Re: [PATCH] x86/resctrl: Fix event counts regression in reused RMIDs

From: Reinette Chatre
Date: Wed Dec 14 2022 - 14:17:59 EST


Hi Peter,

On 12/14/2022 6:21 AM, Peter Newman wrote:
> On Thu, Dec 8, 2022 at 7:31 PM Reinette Chatre
> <reinette.chatre@xxxxxxxxx> wrote:
>>
>> I think this can be cleaned up to make the code more clear. Notice the
>> duplication of following snippet in __mon_event_count():
>> rr->val += tval;
>> return 0;
>>
>> I do not see any need to check the event id before doing the above. That
>> leaves the bulk of the switch just needed for the rr->first handling that
>> can be moved to resctrl_arch_reset_rmid().
>>
>> Something like:
>>
>> void resctrl_arch_reset_rmid(struct rdt_resource *r, struct rdt_domain *d, ...
>> {
>> ...
>> struct arch_mbm_state *am;
>> struct mbm_state *m;
>> u64 val = 0;
>> int ret;
>>
>> m = get_mbm_state(d, rmid, eventid); /* get_mbm_state() to be created */
>
> Good call. When prototyping another change, I quickly found the need to
> create this myself.
>
>> if (m)
>> memset(m, 0, sizeof(*m));
>
> mbm_state is arch-independent, so I think putting it here would require
> the MPAM version to copy this and for get_mbm_state() to be exported.

You are correct, it is arch independent ... so every arch is expected to
have it.
I peeked at your series and that looks good also - having cleanup done in
a central place helps to avoid future mistakes.

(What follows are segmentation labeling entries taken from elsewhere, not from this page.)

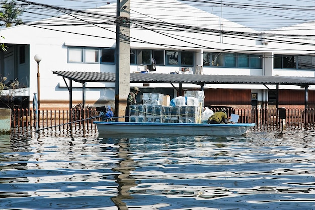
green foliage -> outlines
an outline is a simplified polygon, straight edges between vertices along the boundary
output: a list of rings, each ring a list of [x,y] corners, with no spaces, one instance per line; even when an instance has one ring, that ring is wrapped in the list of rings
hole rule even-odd
[[[22,19],[19,18],[19,16],[22,15],[24,10],[21,7],[17,7],[15,0],[5,0],[3,1],[1,8],[3,10],[0,10],[0,21],[4,24],[0,24],[0,26],[5,25],[6,27],[18,25],[23,24]]]
[[[7,77],[3,77],[0,80],[0,91],[4,89],[15,89],[19,88],[20,82],[16,79],[14,81],[10,81],[6,83]]]

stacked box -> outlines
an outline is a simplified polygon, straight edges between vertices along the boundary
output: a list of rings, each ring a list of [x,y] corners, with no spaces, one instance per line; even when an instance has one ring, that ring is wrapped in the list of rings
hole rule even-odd
[[[163,101],[163,94],[161,93],[143,93],[143,104],[161,105]]]
[[[196,123],[201,123],[201,117],[203,111],[203,107],[204,106],[204,93],[203,91],[185,91],[185,96],[192,97],[198,99],[198,106],[197,107],[197,110],[195,110],[196,114]]]
[[[145,121],[161,122],[162,106],[148,104],[144,106],[145,111]]]
[[[132,104],[129,106],[129,116],[142,116],[144,107],[142,104]]]
[[[179,107],[163,106],[162,107],[162,122],[163,123],[177,123],[179,115]]]
[[[179,119],[179,121],[181,123],[195,123],[196,119],[194,117],[180,117]]]
[[[144,116],[130,116],[129,121],[131,122],[144,122]]]
[[[154,116],[154,105],[146,104],[144,106],[145,107],[145,117]]]
[[[197,122],[198,107],[196,106],[182,106],[179,109],[179,122],[183,123]]]
[[[161,118],[160,117],[154,117],[154,116],[149,116],[145,118],[146,122],[155,122],[155,123],[160,123],[161,122]]]

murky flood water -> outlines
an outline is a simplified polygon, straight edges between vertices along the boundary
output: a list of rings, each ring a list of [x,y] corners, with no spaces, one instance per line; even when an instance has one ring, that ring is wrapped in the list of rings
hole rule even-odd
[[[313,209],[315,132],[0,135],[1,209]]]

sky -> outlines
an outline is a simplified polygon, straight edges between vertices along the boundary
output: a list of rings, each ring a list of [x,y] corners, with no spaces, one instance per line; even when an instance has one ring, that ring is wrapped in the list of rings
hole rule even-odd
[[[1,1],[1,0],[0,0]],[[130,0],[137,1],[137,0]],[[150,1],[150,0],[147,0]],[[167,0],[165,0],[167,7]],[[16,0],[17,3],[19,0]],[[85,9],[117,2],[116,0],[33,0],[59,7]],[[258,31],[315,21],[315,0],[253,1],[179,0],[209,13]],[[276,2],[275,3],[275,2]],[[35,7],[23,19],[35,20],[44,15],[59,15]],[[38,13],[36,14],[36,13]],[[39,14],[39,15],[38,14]],[[27,15],[27,17],[26,16]]]

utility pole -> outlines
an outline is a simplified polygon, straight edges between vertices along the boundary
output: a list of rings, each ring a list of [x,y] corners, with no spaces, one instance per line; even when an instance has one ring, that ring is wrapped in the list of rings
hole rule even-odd
[[[125,116],[130,83],[130,0],[117,0],[115,116]],[[121,120],[124,118],[121,119]]]

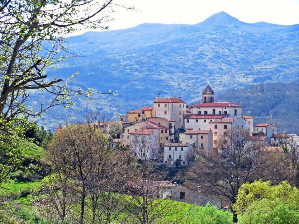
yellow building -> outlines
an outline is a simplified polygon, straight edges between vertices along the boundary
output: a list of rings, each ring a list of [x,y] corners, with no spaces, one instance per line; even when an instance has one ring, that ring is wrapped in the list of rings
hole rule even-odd
[[[153,115],[154,107],[150,106],[142,107],[141,109],[131,110],[127,112],[128,121],[142,121],[146,119],[152,117]]]

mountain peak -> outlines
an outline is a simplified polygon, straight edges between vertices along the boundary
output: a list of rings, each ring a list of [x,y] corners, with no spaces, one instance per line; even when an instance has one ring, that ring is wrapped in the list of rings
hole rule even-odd
[[[233,23],[240,21],[237,18],[222,11],[212,15],[201,23],[208,26],[218,24],[230,25]]]

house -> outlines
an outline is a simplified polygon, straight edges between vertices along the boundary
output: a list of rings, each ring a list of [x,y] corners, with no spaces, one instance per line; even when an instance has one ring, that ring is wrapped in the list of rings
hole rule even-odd
[[[245,120],[245,128],[248,130],[249,133],[251,134],[254,131],[253,122],[254,119],[251,116],[244,115],[242,115],[242,118]]]
[[[173,142],[174,141],[174,122],[171,120],[168,120],[161,118],[150,118],[149,122],[150,123],[155,124],[160,126],[167,127],[168,128],[168,136],[166,136],[166,142],[168,140],[168,142]],[[167,133],[167,131],[166,133]]]
[[[154,108],[151,106],[143,106],[142,108],[127,112],[128,120],[136,122],[147,120],[149,118],[153,117]]]
[[[117,145],[121,144],[123,146],[126,147],[127,146],[126,142],[124,139],[114,138],[112,139],[111,143],[111,148],[114,149]]]
[[[179,159],[180,164],[188,164],[188,156],[193,155],[192,145],[189,143],[168,143],[164,146],[163,163],[168,166],[173,166],[174,162]]]
[[[138,159],[158,159],[159,131],[154,127],[148,127],[129,133],[131,150]]]
[[[190,204],[196,204],[205,206],[209,203],[221,209],[221,203],[201,195],[200,190],[196,191],[175,182],[172,183],[166,181],[159,184],[157,186],[157,197],[168,198],[174,201],[180,201]]]
[[[254,125],[254,130],[263,132],[270,140],[272,136],[278,133],[278,127],[274,124],[260,124]],[[270,143],[270,142],[269,142],[269,144]]]
[[[198,152],[204,151],[206,153],[212,152],[213,139],[213,133],[209,129],[187,130],[179,135],[179,142],[188,142]]]
[[[194,130],[210,129],[209,121],[228,117],[229,114],[190,114],[184,118],[184,128]]]
[[[271,144],[277,146],[285,145],[288,147],[290,143],[299,147],[299,136],[292,134],[278,133],[271,137]]]
[[[154,117],[162,118],[173,121],[175,129],[183,127],[183,120],[186,114],[186,102],[178,98],[155,98],[154,103]]]
[[[232,128],[244,128],[245,121],[238,118],[225,118],[210,121],[210,127],[213,133],[213,149],[217,147],[217,141],[220,136],[225,136]]]

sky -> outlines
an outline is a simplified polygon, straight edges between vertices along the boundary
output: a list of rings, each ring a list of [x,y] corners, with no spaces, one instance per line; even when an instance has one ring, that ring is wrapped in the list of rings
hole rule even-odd
[[[144,23],[194,24],[222,11],[249,23],[263,21],[283,25],[299,24],[299,0],[114,1],[133,6],[137,12],[115,7],[115,12],[112,15],[114,20],[107,24],[110,30]]]

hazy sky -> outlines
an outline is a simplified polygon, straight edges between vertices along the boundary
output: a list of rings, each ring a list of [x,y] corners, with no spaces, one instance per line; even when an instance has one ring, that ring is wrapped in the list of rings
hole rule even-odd
[[[241,21],[291,25],[299,23],[299,0],[118,0],[138,12],[117,8],[110,30],[145,22],[193,24],[224,11]],[[141,12],[140,11],[141,11]]]

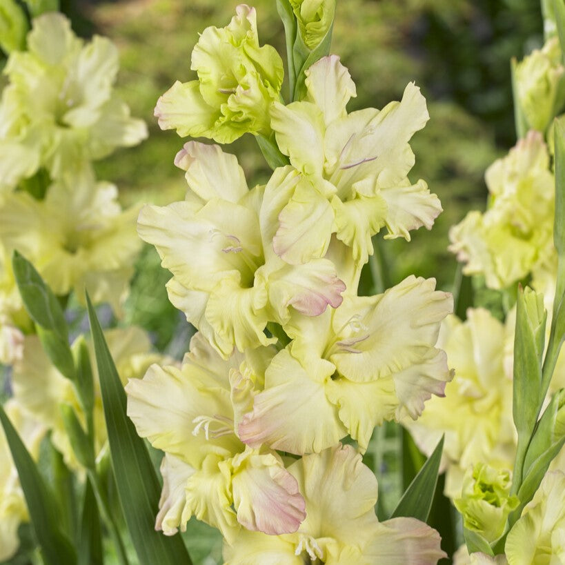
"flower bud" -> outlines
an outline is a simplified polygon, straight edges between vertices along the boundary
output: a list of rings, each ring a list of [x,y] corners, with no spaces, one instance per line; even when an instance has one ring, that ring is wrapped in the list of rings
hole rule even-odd
[[[290,0],[298,31],[306,47],[313,51],[330,30],[335,0]]]
[[[192,51],[197,80],[177,81],[157,101],[161,129],[181,137],[231,143],[244,133],[270,134],[269,108],[279,99],[282,60],[259,46],[255,8],[238,6],[225,28],[207,28]]]
[[[516,66],[517,102],[531,129],[544,132],[565,102],[564,73],[557,37]]]
[[[519,500],[510,496],[511,473],[482,463],[469,468],[463,479],[462,497],[455,501],[465,527],[492,542],[504,532],[508,514]]]

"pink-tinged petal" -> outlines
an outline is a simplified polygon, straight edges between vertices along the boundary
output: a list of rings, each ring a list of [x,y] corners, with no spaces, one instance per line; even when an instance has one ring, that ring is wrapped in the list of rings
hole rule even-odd
[[[264,276],[268,289],[269,302],[280,324],[288,322],[292,306],[306,316],[319,316],[328,306],[337,308],[343,300],[345,283],[338,278],[331,261],[320,259],[305,265],[285,265]],[[261,273],[259,273],[261,274]]]
[[[219,146],[188,141],[177,154],[175,164],[186,171],[188,186],[206,201],[221,198],[235,204],[249,190],[237,158]]]
[[[439,199],[428,190],[428,185],[422,179],[411,185],[383,188],[381,195],[386,202],[385,217],[388,235],[386,239],[404,237],[410,241],[410,230],[424,226],[430,230],[434,220],[442,211]]]
[[[357,90],[351,75],[337,55],[322,57],[306,72],[307,99],[324,112],[326,125],[347,115],[346,106]]]
[[[395,373],[396,395],[401,408],[397,417],[406,410],[413,419],[419,416],[424,410],[424,403],[435,396],[445,396],[447,382],[453,377],[453,372],[447,366],[447,356],[441,349],[431,348],[419,363]]]
[[[219,112],[204,101],[198,81],[177,81],[157,100],[155,115],[161,130],[177,130],[181,137],[210,137]]]
[[[279,228],[272,248],[292,265],[323,257],[328,250],[334,213],[328,199],[313,186],[303,181],[279,215]]]
[[[415,518],[393,518],[375,528],[364,556],[371,563],[386,565],[436,565],[447,555],[439,546],[439,534]]]
[[[292,533],[306,517],[296,479],[271,454],[248,451],[234,458],[232,479],[237,521],[270,535]]]
[[[266,373],[265,390],[239,424],[239,439],[251,447],[266,444],[297,455],[319,453],[337,443],[346,432],[326,397],[324,381],[329,375],[316,378],[288,350],[280,351]]]

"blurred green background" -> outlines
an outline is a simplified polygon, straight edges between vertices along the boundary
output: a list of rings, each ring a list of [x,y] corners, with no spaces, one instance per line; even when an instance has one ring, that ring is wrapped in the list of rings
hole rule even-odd
[[[119,89],[135,115],[149,124],[150,137],[97,165],[115,182],[125,204],[165,204],[183,197],[182,171],[172,163],[184,140],[161,132],[153,117],[159,96],[175,80],[193,78],[190,52],[198,32],[223,26],[233,0],[66,0],[75,30],[100,33],[121,52]],[[257,0],[259,38],[284,57],[284,32],[274,0]],[[431,119],[413,141],[413,180],[424,179],[442,203],[433,230],[413,241],[381,241],[386,280],[410,273],[435,277],[450,290],[456,264],[446,251],[449,226],[471,208],[482,209],[484,170],[515,141],[510,59],[542,42],[537,0],[338,0],[332,52],[349,68],[358,96],[350,110],[381,108],[399,99],[415,81]],[[284,92],[285,92],[284,90]],[[255,139],[245,136],[227,148],[237,155],[250,184],[269,173]],[[160,349],[182,351],[190,336],[182,316],[167,301],[168,272],[148,247],[138,264],[127,321],[151,331]],[[370,289],[368,290],[369,291]]]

>> am = get_arch_mbm_state(hw_dom, rmid, eventid);
>> if (am) {
>> memset(am, 0, sizeof(*am));
>> /* Record any initial, non-zero count value. */
>> ret = __rmid_read(rmid, eventid, &val);
>> if (!ret)
>> am->prev_msr = val;
>> }
>>
>> }
>>
>> Having this would be helpful as reference to Babu's usage.
>
> His usage looks a little different.
>
> According to the comment in Babu's patch:
>
> https://lore.kernel.org/lkml/166990903030.17806.5106229901730558377.stgit@bmoger-ubuntu/
>
> + /*
> + * When an Event Configuration is changed, the bandwidth counters
> + * for all RMIDs and Events will be cleared by the hardware. The
> + * hardware also sets MSR_IA32_QM_CTR.Unavailable (bit 62) for
> + * every RMID on the next read to any event for every RMID.
> + * Subsequent reads will have MSR_IA32_QM_CTR.Unavailable (bit 62)
> + * cleared while it is tracked by the hardware. Clear the
> + * mbm_local and mbm_total counts for all the RMIDs.
> + */
> + resctrl_arch_reset_rmid_all(r, d);
>
> If all the hardware counters are zeroed as the comment suggests, then
> leaving am->prev_msr zero seems correct. __rmid_read() would likely
> return an error anyways. The bug I was addressing was one of reusing
> an RMID which had not been reset.

You are correct, but there are two things to keep in mind though:
* the change from which you copied the above snippet introduces a new
_generic_ utility far away from this call site. It is thus reasonable to
assume that this utility should work for all use cases, not just the one
for which it is created. Since there are no other use cases at this time,
this may be ok, but I think at minimum the utility will benefit from
a snippet indicating the caveats of its use as a heads up to any future users.
* the utility does not clear struct mbm_state contents. Again, this is ok
for this usage since AMD does not support the software controller but
as far as a generic utility goes the usage should be clear to avoid
traps for future changes.

Reinette